Few financial institutions may benefit from the Consumer Financial Protection Bureau’s new proposed rule. It increases exemptions for high cost mortgages made by smaller lenders, though such loans are few and far between.
“Because few entities are likely to be affected by the proposed rule, and these entities originate a relatively small number of mortgages, the bureau notes that the benefits, costs, and impacts of the proposed rule are likely to be small,” the proposal said.
“However, in localized areas, some newly exempt community banks and small credit unions may increase mortgage lending to consumers who may be underserved at present,” the document read.
Changes to the existing exemption were mandated in the Dodd-Frank regulatory relief act passed by Congress and signed into law by President Trump in 2018.
Under the proposal, the high-cost mortgage escrow exemption would be expanded to banks and credit unions with assets of $10 billion or less. In addition, these institutions must have originated 1,000 or fewer first mortgages on owner-occupied properties in the preceding calendar year.
High-cost mortgages on a federal level (some states also have their own statutes) were established in 1994 by the Home Ownership Equity and Protection Act. Rulemaking authority passed to the CFPB when that agency was created.
In its latest notice, the CFPB pointed out that the agency in 2013 already exempted creditors with assets of under $2 billion from the escrow requirements.
At the same time, this new exemption, which comes under the Truth-in-Lending Act, is narrower than the existing one in several ways, the CFPB’s notice said. It is limited to insured banks and credit unions, while the existing exemption applies to any creditor (including a non-insured lender) that meets its criteria.

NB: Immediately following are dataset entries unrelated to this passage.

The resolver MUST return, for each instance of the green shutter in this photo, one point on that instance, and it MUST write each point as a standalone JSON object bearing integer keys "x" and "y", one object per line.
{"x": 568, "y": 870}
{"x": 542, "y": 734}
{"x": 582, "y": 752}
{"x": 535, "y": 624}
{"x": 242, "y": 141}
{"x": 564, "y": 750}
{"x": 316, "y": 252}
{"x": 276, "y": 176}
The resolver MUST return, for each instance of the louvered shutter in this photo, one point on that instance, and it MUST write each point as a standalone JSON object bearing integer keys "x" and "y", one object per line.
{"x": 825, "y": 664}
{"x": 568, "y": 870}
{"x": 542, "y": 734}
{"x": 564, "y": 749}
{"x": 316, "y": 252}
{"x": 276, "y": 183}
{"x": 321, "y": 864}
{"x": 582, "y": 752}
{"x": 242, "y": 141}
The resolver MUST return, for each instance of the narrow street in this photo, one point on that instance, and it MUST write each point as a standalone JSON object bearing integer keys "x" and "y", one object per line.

In regards to the $10 billion asset size, the CFPB said Congress “meant to carve out a carefully circumscribed exemption available to insured depository institutions and insured credit unions that do not pursue mortgage lending as a major business line.” Meanwhile, it put in the 1,000 loan limit; current regulations have a 2,000 loan limit.
“This suggests that the institutions Congress intended to exempt do not need to be as small as those benefiting from the original exemption, but their mortgage lending business should be small enough that they do not benefit from economies of scale in providing escrow accounts,” the notice said.
The CFPB estimated that fewer than 3,000 high-cost mortgages were originated in 2018 by institutions affected by the rule. If they desire, exempt entities could choose to provide borrowers with escrow accounts.
If there is no associated escrow account with the mortgage, the borrower becomes responsible for paying their own taxes rather than the servicer.
However, if the taxes aren’t paid by the borrower, the taxing entity can place its own lien and initiate its own foreclosure proceedings.
But for the banks and credit unions that would fit under the new exemption, “the main benefit of the rule on affected entities would be cost savings. There are startup and operational costs of providing escrow accounts,” the notice said.
Still, “the bureau believes that for most lenders the marginal benefits of maintaining escrow accounts outweigh the marginal costs, on average, because in the current market lenders and servicers often do not relieve consumers of the obligation to have escrow accounts unless those consumers meet requirements related to credit scores, home equity and other measures of default risk,” the proposal said.